The Affordability of College and Childcare in Each State
Some 61% of children under 5 with working parents have regular childcare, averaging 33 hours per week among children under five with such an arrangement. Some rationalize this as an investment. “Just as I’d invested in my future by taking on debt for college, we are investing in our future earnings by devoting capital to child care in the short-term,” writes Lindsay Powers, whose childcare costs reached $50,000 per year at their peak. Lindsay further stated that, “We are also investing in our children’s futures by enrolling them in high-quality care.” However, the payoff for the child is mixed. Here are the investment costs of childcare in each state as a proportion of the local average income.

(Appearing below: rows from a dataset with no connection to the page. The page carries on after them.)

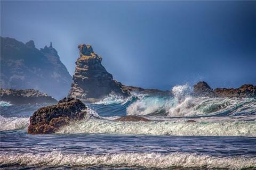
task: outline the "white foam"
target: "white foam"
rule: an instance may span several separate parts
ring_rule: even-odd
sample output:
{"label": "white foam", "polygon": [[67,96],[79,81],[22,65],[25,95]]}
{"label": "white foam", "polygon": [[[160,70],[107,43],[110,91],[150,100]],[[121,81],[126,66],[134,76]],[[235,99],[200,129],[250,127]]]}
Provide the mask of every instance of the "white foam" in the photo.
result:
{"label": "white foam", "polygon": [[127,108],[128,115],[156,115],[158,113],[169,117],[248,115],[256,113],[256,99],[193,97],[188,85],[172,88],[174,97],[144,96]]}
{"label": "white foam", "polygon": [[27,128],[29,124],[29,118],[4,117],[0,116],[0,131]]}
{"label": "white foam", "polygon": [[256,137],[256,123],[254,121],[134,122],[89,119],[63,126],[57,133]]}
{"label": "white foam", "polygon": [[55,151],[45,154],[0,154],[1,165],[29,166],[138,166],[145,168],[171,167],[227,168],[256,168],[256,158],[216,157],[193,154],[175,152],[121,153],[107,155],[63,154]]}
{"label": "white foam", "polygon": [[12,105],[11,104],[10,104],[8,102],[4,101],[0,101],[0,106],[1,107],[10,106],[12,106]]}

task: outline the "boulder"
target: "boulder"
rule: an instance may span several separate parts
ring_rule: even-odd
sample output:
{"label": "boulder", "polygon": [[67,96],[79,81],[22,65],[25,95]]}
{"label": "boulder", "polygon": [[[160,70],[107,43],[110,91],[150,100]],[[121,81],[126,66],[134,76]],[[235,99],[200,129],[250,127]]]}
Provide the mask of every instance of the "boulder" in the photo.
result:
{"label": "boulder", "polygon": [[213,90],[204,81],[199,81],[194,85],[194,93],[195,96],[214,96]]}
{"label": "boulder", "polygon": [[121,83],[113,80],[112,74],[101,65],[102,58],[94,53],[91,45],[81,44],[78,49],[80,56],[76,62],[69,97],[90,101],[101,99],[110,93],[129,96],[129,92],[122,89]]}
{"label": "boulder", "polygon": [[139,121],[144,121],[144,122],[149,122],[149,120],[137,116],[122,116],[120,118],[117,118],[115,121],[123,121],[123,122],[139,122]]}
{"label": "boulder", "polygon": [[58,101],[51,96],[34,89],[0,89],[0,100],[13,105],[56,104]]}
{"label": "boulder", "polygon": [[255,98],[256,86],[244,84],[237,89],[217,88],[214,93],[218,97]]}
{"label": "boulder", "polygon": [[28,133],[54,133],[59,128],[87,116],[87,107],[79,99],[65,98],[57,105],[43,107],[30,117]]}
{"label": "boulder", "polygon": [[194,86],[195,96],[217,97],[256,98],[256,86],[244,84],[238,88],[216,88],[213,90],[204,81]]}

The average salary in both Vermont and Pennsylvania is around $55,450, putting these states among the top 20 for average wages in the U.S. But public college costs are so high in these states as to make investing in a college education significantly less affordable than elsewhere. “About 6% of UVM’s budget is from the state, but in many states it’s 25-40%,” explains Richard Cate, vice president of finance at the University of Vermont. “Being a small rural state, we don’t have big business to help fuel tax revenue,” says Marie Johnson, director of student financial services.

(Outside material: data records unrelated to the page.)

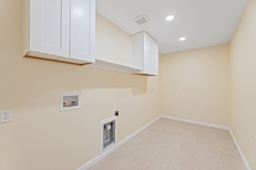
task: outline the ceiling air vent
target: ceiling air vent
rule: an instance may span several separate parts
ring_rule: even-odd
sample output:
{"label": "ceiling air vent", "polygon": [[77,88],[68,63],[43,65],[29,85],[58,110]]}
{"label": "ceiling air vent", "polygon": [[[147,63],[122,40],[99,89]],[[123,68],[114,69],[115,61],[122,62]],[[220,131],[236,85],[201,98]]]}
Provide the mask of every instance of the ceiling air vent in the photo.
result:
{"label": "ceiling air vent", "polygon": [[136,22],[136,23],[138,23],[139,25],[141,25],[150,21],[148,17],[146,16],[145,14],[142,15],[140,16],[136,17],[134,19],[132,20],[133,20]]}

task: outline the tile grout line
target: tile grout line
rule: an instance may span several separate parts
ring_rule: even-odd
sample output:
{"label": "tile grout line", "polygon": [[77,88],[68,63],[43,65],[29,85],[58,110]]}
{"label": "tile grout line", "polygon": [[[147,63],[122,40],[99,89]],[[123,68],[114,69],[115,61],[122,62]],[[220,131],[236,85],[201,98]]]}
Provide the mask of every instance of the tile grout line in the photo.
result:
{"label": "tile grout line", "polygon": [[197,155],[196,155],[196,167],[195,169],[196,169],[196,166],[197,165],[197,159],[198,157],[198,153],[199,152],[199,148],[200,148],[200,143],[201,142],[201,135],[202,135],[202,125],[201,125],[201,131],[200,132],[200,138],[199,139],[199,145],[198,145],[198,149],[197,150]]}
{"label": "tile grout line", "polygon": [[[167,124],[168,124],[168,123],[166,123],[165,125],[167,125]],[[153,123],[152,125],[153,125],[153,124],[154,124],[154,123]],[[151,138],[149,139],[149,140],[150,140],[150,139],[151,139],[153,137],[154,137],[154,136],[155,136],[155,135],[156,135],[156,134],[157,134],[157,133],[158,133],[159,131],[160,131],[161,130],[161,129],[162,129],[162,128],[164,128],[164,126],[165,126],[165,125],[164,125],[163,127],[162,127],[162,128],[161,128],[161,129],[160,129],[160,130],[159,130],[158,131],[157,131],[157,132],[156,133],[156,134],[155,134],[154,136],[153,136],[152,137],[151,137]],[[150,133],[146,133],[146,132],[145,131],[144,131],[143,133],[148,133],[148,134],[150,134]],[[139,136],[141,135],[141,134],[142,134],[142,133],[142,133],[142,132],[141,132],[141,133],[140,133],[140,135],[139,135]],[[151,135],[152,135],[152,134],[151,134]],[[146,145],[146,144],[147,144],[147,143],[146,143],[145,144],[143,145],[141,145],[141,147],[140,147],[140,148],[138,149],[138,150],[139,150],[142,147],[143,147],[144,146],[145,146],[145,145]],[[137,150],[137,151],[138,151],[138,150]],[[122,166],[123,165],[124,165],[124,164],[125,164],[126,162],[127,162],[127,161],[128,161],[129,159],[130,159],[130,158],[132,158],[132,157],[133,156],[134,156],[134,154],[136,154],[136,155],[138,156],[140,156],[140,157],[141,157],[141,158],[144,158],[144,159],[145,159],[144,158],[143,158],[143,157],[142,157],[142,156],[140,156],[140,155],[138,155],[138,154],[136,154],[136,152],[135,152],[135,153],[134,153],[133,154],[132,154],[132,156],[131,156],[130,158],[128,158],[128,159],[127,159],[127,160],[126,160],[124,162],[124,163],[123,163],[123,164],[122,164],[121,166],[120,166],[120,167],[119,168],[118,168],[117,170],[118,170],[120,169],[120,168],[121,168],[121,167],[122,167]],[[154,157],[153,157],[153,158],[154,158]],[[145,159],[146,160],[146,159]],[[150,160],[150,161],[151,161],[151,160]],[[148,164],[147,164],[146,165],[146,166],[145,166],[145,168],[144,168],[144,168],[146,167],[147,165],[148,165],[148,163],[149,163],[149,162],[150,162],[150,161],[149,161],[149,162],[148,162]]]}
{"label": "tile grout line", "polygon": [[220,152],[219,151],[219,146],[218,145],[218,140],[217,140],[217,135],[216,134],[216,128],[214,128],[214,132],[215,133],[215,137],[216,137],[216,143],[217,143],[217,148],[218,148],[218,154],[219,155],[219,160],[220,160],[220,170],[222,170],[221,163],[220,163]]}
{"label": "tile grout line", "polygon": [[[180,124],[180,123],[179,123],[179,124],[178,124],[178,125]],[[173,160],[172,161],[172,164],[171,165],[171,166],[170,167],[170,168],[169,169],[169,170],[170,170],[171,169],[171,168],[172,168],[172,164],[173,164],[173,162],[174,162],[174,160],[175,160],[175,158],[176,158],[176,156],[177,156],[177,154],[178,154],[178,152],[179,152],[179,150],[180,150],[180,147],[181,146],[181,145],[182,144],[182,143],[183,142],[183,141],[184,141],[184,139],[185,138],[185,137],[186,136],[186,135],[187,134],[187,133],[188,133],[188,128],[189,128],[189,127],[190,127],[191,124],[191,123],[189,123],[189,126],[188,126],[188,129],[187,129],[187,131],[186,132],[186,133],[185,133],[185,135],[184,135],[184,137],[183,137],[183,139],[182,139],[182,141],[181,142],[181,143],[180,143],[180,147],[179,147],[179,149],[177,151],[177,153],[176,153],[176,154],[175,154],[175,156],[174,156],[174,159],[173,159]],[[177,126],[178,126],[178,125],[177,125]]]}
{"label": "tile grout line", "polygon": [[[161,129],[160,129],[160,130],[159,130],[159,131],[158,131],[156,133],[156,134],[155,134],[154,135],[153,137],[152,137],[151,138],[150,138],[150,139],[151,139],[153,137],[154,137],[154,136],[155,136],[155,135],[157,134],[157,133],[158,133],[158,132],[159,132],[160,131],[161,131],[161,130],[163,128],[164,128],[165,127],[165,126],[166,126],[166,125],[167,125],[168,123],[167,123],[166,124],[165,124],[165,125],[164,125],[164,127],[162,127],[162,128],[161,128]],[[176,127],[177,127],[177,125],[176,125]],[[176,127],[175,127],[175,128],[176,128]],[[175,129],[175,128],[174,128],[174,129]],[[151,161],[151,160],[152,160],[153,159],[153,158],[154,158],[154,157],[155,155],[156,155],[156,153],[158,153],[158,150],[159,150],[160,149],[161,149],[161,147],[162,147],[164,145],[164,143],[165,143],[165,141],[166,141],[166,140],[167,140],[167,138],[168,138],[168,137],[169,137],[171,135],[171,134],[172,133],[172,132],[173,132],[173,131],[174,131],[174,130],[172,130],[172,132],[170,134],[170,135],[169,135],[169,136],[168,136],[168,137],[167,137],[167,138],[166,138],[166,139],[165,139],[165,141],[164,141],[164,142],[163,143],[163,144],[161,146],[161,147],[159,148],[159,149],[158,149],[158,150],[157,150],[157,151],[156,151],[156,153],[154,155],[154,156],[153,156],[153,157],[152,157],[152,158],[150,159],[150,160],[149,161],[148,161],[148,163],[147,164],[146,164],[146,166],[145,166],[145,167],[143,168],[143,170],[145,170],[145,168],[146,168],[147,167],[147,166],[148,166],[148,164],[149,164],[149,163]]]}
{"label": "tile grout line", "polygon": [[[142,132],[143,132],[143,131],[142,131],[142,132],[141,132],[139,134],[137,135],[138,137],[138,136],[140,136],[140,135],[141,135],[141,134],[142,133]],[[143,132],[143,133],[144,133],[144,132]],[[134,138],[134,137],[136,137],[136,136],[137,136],[137,135],[136,135],[136,136],[135,136],[135,137],[134,137],[133,138]],[[130,141],[131,140],[131,139],[130,139],[130,140],[129,140],[129,141],[128,141],[127,142],[126,142],[125,143],[127,143],[129,142],[129,141]],[[130,142],[131,142],[131,143],[132,143],[132,142],[130,141]],[[125,143],[124,144],[122,145],[122,147],[124,147],[124,146],[123,146],[123,145],[124,145]],[[138,145],[139,145],[139,144],[138,144]],[[142,147],[143,147],[143,146],[144,146],[144,145],[145,145],[145,144],[144,144],[144,145],[140,145],[140,148],[139,148],[139,149],[138,149],[138,150],[140,150],[141,148],[142,148]],[[135,153],[136,153],[136,152],[135,152]],[[126,163],[127,161],[128,161],[128,160],[129,159],[130,159],[131,158],[132,158],[132,156],[133,156],[133,155],[134,155],[135,154],[135,153],[133,153],[133,154],[132,154],[132,156],[130,156],[130,158],[128,158],[127,160],[126,160],[125,161],[124,161],[124,163],[122,164],[122,165],[121,165],[121,166],[120,166],[120,167],[119,168],[118,168],[118,169],[117,169],[117,170],[118,170],[120,169],[121,168],[121,167],[122,167],[123,166],[123,165],[124,165],[124,164],[125,164],[125,163]],[[112,157],[112,158],[113,158],[113,157]],[[118,162],[119,162],[119,161],[118,161]],[[120,162],[120,163],[122,163],[122,162]]]}

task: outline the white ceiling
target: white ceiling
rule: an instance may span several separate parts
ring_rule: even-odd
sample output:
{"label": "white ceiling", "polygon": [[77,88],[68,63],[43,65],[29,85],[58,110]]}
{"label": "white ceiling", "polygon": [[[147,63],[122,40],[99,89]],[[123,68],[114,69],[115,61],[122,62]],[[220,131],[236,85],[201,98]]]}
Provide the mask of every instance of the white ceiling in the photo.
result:
{"label": "white ceiling", "polygon": [[[230,42],[247,1],[96,0],[96,11],[130,35],[146,31],[164,54]],[[133,21],[143,14],[150,21]],[[169,15],[174,19],[166,21]]]}

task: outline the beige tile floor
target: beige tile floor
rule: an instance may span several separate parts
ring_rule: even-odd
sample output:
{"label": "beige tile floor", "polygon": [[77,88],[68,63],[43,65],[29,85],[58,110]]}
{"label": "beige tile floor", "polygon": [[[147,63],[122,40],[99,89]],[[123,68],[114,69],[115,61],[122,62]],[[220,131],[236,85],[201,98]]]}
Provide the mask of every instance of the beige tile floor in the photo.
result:
{"label": "beige tile floor", "polygon": [[246,168],[228,131],[161,118],[88,169]]}

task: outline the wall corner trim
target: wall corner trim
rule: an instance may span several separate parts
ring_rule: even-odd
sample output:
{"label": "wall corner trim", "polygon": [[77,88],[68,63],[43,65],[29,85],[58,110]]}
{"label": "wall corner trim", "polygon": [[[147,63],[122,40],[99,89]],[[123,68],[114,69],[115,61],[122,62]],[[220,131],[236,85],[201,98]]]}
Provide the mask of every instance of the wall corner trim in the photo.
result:
{"label": "wall corner trim", "polygon": [[233,133],[232,133],[232,132],[231,132],[231,130],[229,128],[229,127],[227,127],[226,126],[220,126],[218,125],[215,125],[212,124],[206,123],[205,123],[193,121],[189,120],[186,120],[186,119],[180,119],[180,118],[177,118],[176,117],[170,117],[169,116],[162,115],[161,116],[161,117],[166,118],[166,119],[169,119],[172,120],[177,120],[178,121],[183,121],[184,122],[190,123],[191,123],[196,124],[196,125],[202,125],[202,126],[208,126],[209,127],[214,127],[215,128],[220,129],[221,129],[226,130],[227,131],[228,131],[229,132],[229,133],[230,134],[230,135],[231,136],[231,137],[232,137],[233,141],[234,141],[234,143],[235,143],[235,145],[236,147],[236,149],[237,149],[237,150],[238,150],[239,152],[240,156],[241,156],[241,158],[242,158],[242,159],[243,160],[244,163],[244,165],[245,166],[246,170],[251,170],[251,168],[250,168],[250,166],[249,166],[249,164],[248,164],[248,162],[247,162],[247,161],[246,160],[245,158],[245,157],[244,156],[244,154],[243,154],[243,152],[242,152],[241,149],[240,149],[240,147],[239,147],[238,144],[237,143],[237,142],[236,142],[236,140],[235,137],[233,135]]}
{"label": "wall corner trim", "polygon": [[232,132],[231,131],[231,130],[230,130],[230,129],[229,129],[229,128],[228,128],[228,131],[229,131],[229,133],[230,134],[230,135],[231,135],[231,137],[232,137],[232,139],[233,139],[233,141],[234,141],[234,143],[235,143],[235,145],[236,147],[236,149],[238,150],[239,154],[240,154],[240,156],[241,156],[241,158],[242,158],[242,160],[243,160],[243,162],[244,164],[244,165],[245,165],[245,167],[246,168],[246,170],[251,170],[251,168],[250,167],[250,166],[249,166],[249,164],[248,164],[247,161],[245,158],[245,157],[244,157],[244,154],[243,154],[243,152],[242,152],[242,150],[241,150],[241,149],[239,147],[239,145],[238,145],[238,144],[237,143],[237,142],[236,142],[236,141],[235,137],[233,135],[233,133],[232,133]]}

Conversely, California pairs America’s cheapest tuition with the fourth-highest salaries, delivering the most affordable public college tuition of any state.
Massachusetts is among the states with the least affordable private college education despite boasting the highest average salaries in the land. The rising costs of public education in Massachusetts, combined with those high salaries, make it feasible for private schools to raise their fees as they differentiate themselves from expensive public schools — which they do by passing the cost of smaller classes, closer faculty contact and top-level student welfare and career support onto students.
Hawaii’s moderate salaries, top-bracket childcare costs and relatively affordable public and private college costs suggest a dream solution: invest personal parental time in preschoolers rather than send them to childcare, and save later for quality, affordable higher education. Indeed, some 43% of children in Hawaii receive childcare from friends or relatives. However, while some of these carers have found programs in which they can participate and learn along with their child, many are isolated at home and “can’t always access the funding and training critical to offering the best care possible during a pivotal time of children’s brain development,” according to Honolulu Civil Beat.
To see the full results of our research consult the table below:
METHODOLOGY & SOURCES
We searched for the average annual fees paid for public and private college tuition in each U.S. state from College Tuition Compare. We found the average annual cost of childcare in each U.S. state via the United States Census Bureau. Finally, we calculated the difference in yearly fees paid for childcare and in-state college tuition.
To compare the affordability of childcare, in-state college tuition and private college tuition per U.S. state, we found the annual mean salary per state from the U.S. Bureau of Labor Statistics. This enabled us to measure what percentage of each location’s annual salary would be spent on each expense.
Note: Private college tuition fee figures for Wyoming were unavailable for comparison.
The data was collected as of June 2023.